Meet our 2015 Artist of the Year
link to his website.
In 1988 Ron Cowan was driving east on route 3. When the road crested he saw the bay in the distance. He continued to drive until he arrived in Belfast Harbor. Ron has graced Belfast ever since, not only personally, but with his arresting wooden sculptures. Using chainsaw, chisel and grinder, Ron has made a name for himself sculpting faces in old barn beams, stumps, and logs.
His route to Belfast was circuitous. Being born in Connecticut, spending a few early years in New Brunswick, Canada, attending public school in Newport, Maine, a stint in the US Army, attending the University of New Haven, Connecticut, was just the beginning. Ron owned several restaurants in Florida for a period of time. After that he and his wife Cherie moved to Vermont, followed by a stint back in Connecticut before discovering Belfast. His introduction to sculpting came while on the farm in Vermont. That’s where he carved his first life-sized face. And, he hasn’t stopped creating since.
For a number of years, folks entering Belfast on High Street were greeted by a tree with a carved face in the trunk. This represented the late Sergio Gazatua, and had been carved, by Ron, at the request of Rosemary, Sergio’s wife. Today, anyone visiting the harbor in Belfast can enjoy watching Ron’s faces, adorned with sea weed hair, emerge and disappear with the tides. This work is aptly called the “Long Breath”. And there are usually several other Ron Cowan sculptures placed around town.

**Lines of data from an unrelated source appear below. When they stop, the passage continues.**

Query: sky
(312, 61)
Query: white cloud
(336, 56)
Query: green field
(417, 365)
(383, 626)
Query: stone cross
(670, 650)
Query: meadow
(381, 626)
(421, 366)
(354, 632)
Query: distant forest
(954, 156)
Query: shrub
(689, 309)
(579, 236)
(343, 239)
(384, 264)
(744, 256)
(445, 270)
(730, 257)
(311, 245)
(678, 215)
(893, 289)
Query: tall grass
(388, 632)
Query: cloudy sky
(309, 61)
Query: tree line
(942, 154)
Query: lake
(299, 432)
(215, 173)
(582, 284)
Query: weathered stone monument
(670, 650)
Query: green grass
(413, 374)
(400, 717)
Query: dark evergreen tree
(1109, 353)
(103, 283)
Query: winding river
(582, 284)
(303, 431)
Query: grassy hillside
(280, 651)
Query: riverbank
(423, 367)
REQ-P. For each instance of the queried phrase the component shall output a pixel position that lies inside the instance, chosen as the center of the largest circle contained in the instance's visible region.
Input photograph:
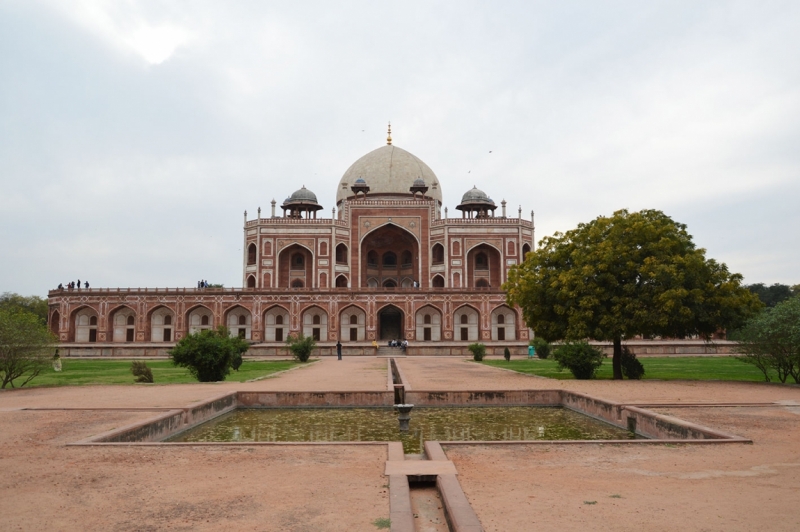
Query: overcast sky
(133, 134)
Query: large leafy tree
(25, 346)
(625, 275)
(209, 354)
(33, 304)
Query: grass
(81, 372)
(658, 368)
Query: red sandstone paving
(326, 374)
(48, 486)
(451, 373)
(722, 487)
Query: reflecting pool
(380, 424)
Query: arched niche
(483, 266)
(429, 324)
(239, 322)
(162, 325)
(504, 324)
(352, 324)
(199, 318)
(466, 324)
(276, 324)
(295, 263)
(123, 323)
(315, 323)
(390, 252)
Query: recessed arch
(198, 318)
(504, 322)
(276, 324)
(83, 324)
(295, 262)
(341, 254)
(315, 323)
(437, 254)
(466, 323)
(161, 320)
(429, 324)
(122, 324)
(239, 322)
(352, 324)
(391, 320)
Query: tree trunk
(617, 360)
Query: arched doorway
(390, 323)
(392, 253)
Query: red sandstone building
(388, 265)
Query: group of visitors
(72, 285)
(399, 343)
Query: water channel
(380, 424)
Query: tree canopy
(771, 340)
(773, 294)
(625, 275)
(208, 354)
(25, 346)
(34, 304)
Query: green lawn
(78, 372)
(662, 368)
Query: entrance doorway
(390, 323)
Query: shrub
(301, 346)
(236, 362)
(543, 349)
(478, 351)
(208, 355)
(771, 341)
(632, 368)
(580, 358)
(141, 371)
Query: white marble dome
(389, 170)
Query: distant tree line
(773, 294)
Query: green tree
(771, 341)
(33, 304)
(580, 358)
(625, 275)
(208, 354)
(25, 346)
(301, 346)
(771, 295)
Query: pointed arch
(428, 321)
(466, 323)
(198, 318)
(504, 323)
(352, 324)
(161, 323)
(239, 321)
(391, 322)
(83, 324)
(122, 324)
(277, 323)
(315, 323)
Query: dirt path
(47, 485)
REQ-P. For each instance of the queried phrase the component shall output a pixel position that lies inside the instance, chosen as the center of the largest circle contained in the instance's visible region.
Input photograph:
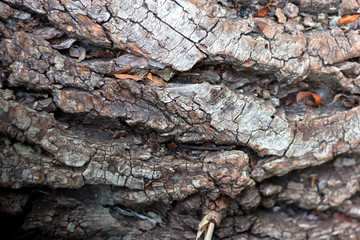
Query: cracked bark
(87, 155)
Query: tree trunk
(161, 119)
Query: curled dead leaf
(264, 10)
(306, 96)
(126, 69)
(157, 80)
(127, 76)
(348, 19)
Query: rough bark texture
(86, 155)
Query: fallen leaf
(126, 69)
(127, 76)
(348, 19)
(157, 80)
(303, 95)
(264, 10)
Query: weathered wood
(85, 154)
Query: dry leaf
(126, 69)
(348, 19)
(289, 101)
(127, 76)
(303, 95)
(264, 10)
(157, 80)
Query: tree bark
(203, 130)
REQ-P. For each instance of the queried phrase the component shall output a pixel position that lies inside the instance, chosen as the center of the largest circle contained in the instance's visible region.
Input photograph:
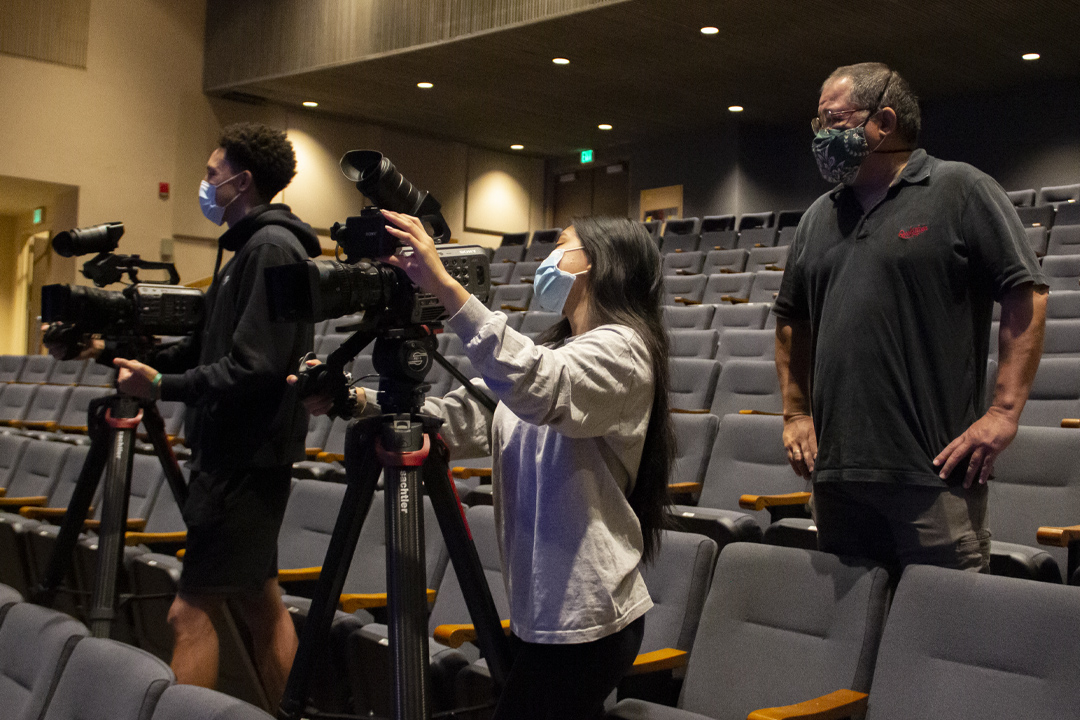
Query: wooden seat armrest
(684, 487)
(34, 501)
(50, 425)
(134, 524)
(760, 502)
(132, 539)
(667, 659)
(833, 706)
(353, 601)
(464, 473)
(298, 574)
(455, 636)
(1058, 537)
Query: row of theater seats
(52, 669)
(720, 461)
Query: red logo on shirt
(914, 231)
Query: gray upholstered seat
(105, 679)
(34, 647)
(192, 703)
(780, 625)
(968, 647)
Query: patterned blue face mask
(553, 284)
(839, 152)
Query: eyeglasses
(832, 119)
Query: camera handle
(111, 424)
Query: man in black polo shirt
(882, 333)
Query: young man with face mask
(882, 333)
(243, 422)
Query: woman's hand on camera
(423, 266)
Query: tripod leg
(403, 450)
(78, 508)
(156, 429)
(110, 554)
(489, 636)
(362, 471)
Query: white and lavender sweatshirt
(566, 440)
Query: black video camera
(396, 312)
(127, 320)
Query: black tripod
(405, 444)
(111, 423)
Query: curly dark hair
(265, 152)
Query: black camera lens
(83, 241)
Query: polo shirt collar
(916, 171)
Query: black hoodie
(231, 372)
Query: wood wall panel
(51, 30)
(250, 40)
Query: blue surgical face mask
(552, 284)
(207, 200)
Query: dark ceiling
(644, 67)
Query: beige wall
(136, 117)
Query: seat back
(748, 457)
(678, 581)
(1008, 647)
(751, 315)
(105, 679)
(782, 625)
(687, 317)
(692, 382)
(1036, 483)
(696, 433)
(717, 261)
(449, 606)
(194, 703)
(35, 644)
(747, 384)
(727, 287)
(1055, 392)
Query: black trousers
(567, 681)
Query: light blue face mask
(553, 285)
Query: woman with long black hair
(581, 445)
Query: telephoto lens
(83, 241)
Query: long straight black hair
(626, 288)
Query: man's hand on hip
(801, 444)
(984, 442)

Ron and Cherie live just outside downtown Belfast on a property dotted with several buildings; one their home, one Ron’s workshop, another the home of his son Ben who raises alpacas. Several faces that Ron calls “The Greeters” welcome visitors to the Cowan homestead. Ryan lives in Hampden with his wife and two children. He work at the University of Maine and he and his wife also have an all natural ice cream business, Wild Cow Creamery serving the Bangor area. Ron’s passion for sculpting has passed on to Ryan who also sculpts the iconic heads. Ron agrees that Ryan’s work, in general, presents a softer feeling than Ron’s usually rather austere creations. Ron, with a grin, claims that Ryan is his, “biggest competitor in the sculpting business“.
At present Ron is teaching art at Troy Howard Middle School while waiting for his workshop to emerge from this winter’s larger than usual snowfall. In the meantime he’s making plans and designs for another season of sculpting as soon as the, “First Warm winds of spring arrive”.
We look forward to welcoming Ron Cowan, selected Artist of the Year, back to Arts in the Park on July 11 and 12 for another year of exciting art, music and food.